Secondly, Director-General Beagle points out that the rule of law “can be a lifeline for society’s most vulnerable in times of crisis. She writes:
“When freedom of movement is restricted and resources are scarce, feelings of stress, anxiety and alienation can exacerbate exclusion, discrimination and social fissures and have a disproportionate impact on people living in extreme poverty, women and girls, the elderly, children, people with disabilities, migrants, refugees and displaced persons, prisoners, and those living in situations of conflict and insecurity”.
Evidence of these social fissures is seen, for example, in rising rates of family and domestic violence since Covid-19 began, particularly against women and children. See here, here and here. UN Women calls this a “shadow pandemic”.
At times like this, the role of justice institutions and the rule of law is more important than ever to “protect the rights of the least powerful among us”.
Finally, Director-General Beagle refers to the rule of law in providing “concrete pathways for post-emergency recovery”, including by addressing the “socio-economic consequences of the epidemic”.
“This will require greater investments in public institutions and inclusive and participatory policymaking to help communities to come together and maintain social cohesion in the aftermath of this pandemic”.
Law’s mission in public health
Although commenting specifically on the rule of law, Director-General Beagle’s statement helps to identify some key features of the mission that law can have – in my view ought to have – within the arena of public health.
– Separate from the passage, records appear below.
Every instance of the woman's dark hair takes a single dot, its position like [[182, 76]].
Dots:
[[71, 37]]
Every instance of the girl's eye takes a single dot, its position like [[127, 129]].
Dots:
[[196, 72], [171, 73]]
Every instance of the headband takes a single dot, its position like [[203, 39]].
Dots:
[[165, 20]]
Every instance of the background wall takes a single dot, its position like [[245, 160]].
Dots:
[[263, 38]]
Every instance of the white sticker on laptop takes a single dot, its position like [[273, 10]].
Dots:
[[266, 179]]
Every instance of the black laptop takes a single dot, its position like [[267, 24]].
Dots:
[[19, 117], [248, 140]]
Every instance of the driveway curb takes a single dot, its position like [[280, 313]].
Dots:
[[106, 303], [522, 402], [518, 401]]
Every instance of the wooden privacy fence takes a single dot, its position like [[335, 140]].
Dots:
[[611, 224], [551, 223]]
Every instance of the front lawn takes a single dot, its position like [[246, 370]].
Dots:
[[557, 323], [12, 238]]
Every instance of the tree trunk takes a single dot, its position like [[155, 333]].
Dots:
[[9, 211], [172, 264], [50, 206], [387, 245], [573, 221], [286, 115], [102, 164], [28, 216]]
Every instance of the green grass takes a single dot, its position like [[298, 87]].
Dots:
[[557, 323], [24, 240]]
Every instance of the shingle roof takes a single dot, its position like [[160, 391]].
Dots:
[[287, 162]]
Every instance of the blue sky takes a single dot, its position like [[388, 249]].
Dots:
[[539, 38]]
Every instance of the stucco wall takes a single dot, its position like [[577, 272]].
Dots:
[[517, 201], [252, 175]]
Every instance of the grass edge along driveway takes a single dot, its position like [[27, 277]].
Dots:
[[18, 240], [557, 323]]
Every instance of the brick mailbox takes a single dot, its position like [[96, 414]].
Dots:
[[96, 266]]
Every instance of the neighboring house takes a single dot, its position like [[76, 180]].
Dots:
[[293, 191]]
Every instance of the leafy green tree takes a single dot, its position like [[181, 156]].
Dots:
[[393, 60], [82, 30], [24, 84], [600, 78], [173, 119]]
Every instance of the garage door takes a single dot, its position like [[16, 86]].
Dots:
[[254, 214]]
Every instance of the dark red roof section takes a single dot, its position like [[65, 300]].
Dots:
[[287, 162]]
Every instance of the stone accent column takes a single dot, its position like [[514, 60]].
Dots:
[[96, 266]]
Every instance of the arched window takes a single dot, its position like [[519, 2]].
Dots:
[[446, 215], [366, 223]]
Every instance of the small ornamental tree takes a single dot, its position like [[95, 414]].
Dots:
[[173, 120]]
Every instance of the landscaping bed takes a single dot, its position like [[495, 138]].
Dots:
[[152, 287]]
Law is a tool that can be used for deploying, but also constraining, political power. Wisely used, it can create an effective legal framework for health protection that is led by government, and informed by human rights.
However, in fulfilling its role in health protection, law’s role is not – or should not only be – to improve health “on average”, but to help tackle the factors that drive inequalities in health: the deep pools of disadvantage that persist even when average health improves. Health law work is certainly about improving average health, but it’s also about effective health protection for those who will be left behind – or trampled underfoot – if all we care about is the law of averages. A growing literature is beginning to document the social gradient of Covid-19 transmission, in the sense that economic and social disparities can amplify virus transmission, just as they amplify risks and poor health outcomes in other areas.
Finally, in speaking of law’s role in supporting “the resilience of communities against future crises”, Director-General Beagle also draws attention to the future dimensions of public health law. The purpose of public health law is not only to secure the present, but to create legal frameworks that will help to give future generations the opportunity to enjoy a healthy life.
Law’s mission in public health is ambitious, and the rule of law is a critical part of that mission. With Covid-19, global warming, and persistent epidemics of non-communicable diseases (and their risk factors) such as cancer, diabetes, and obesity, the need for health law specialists has never been greater.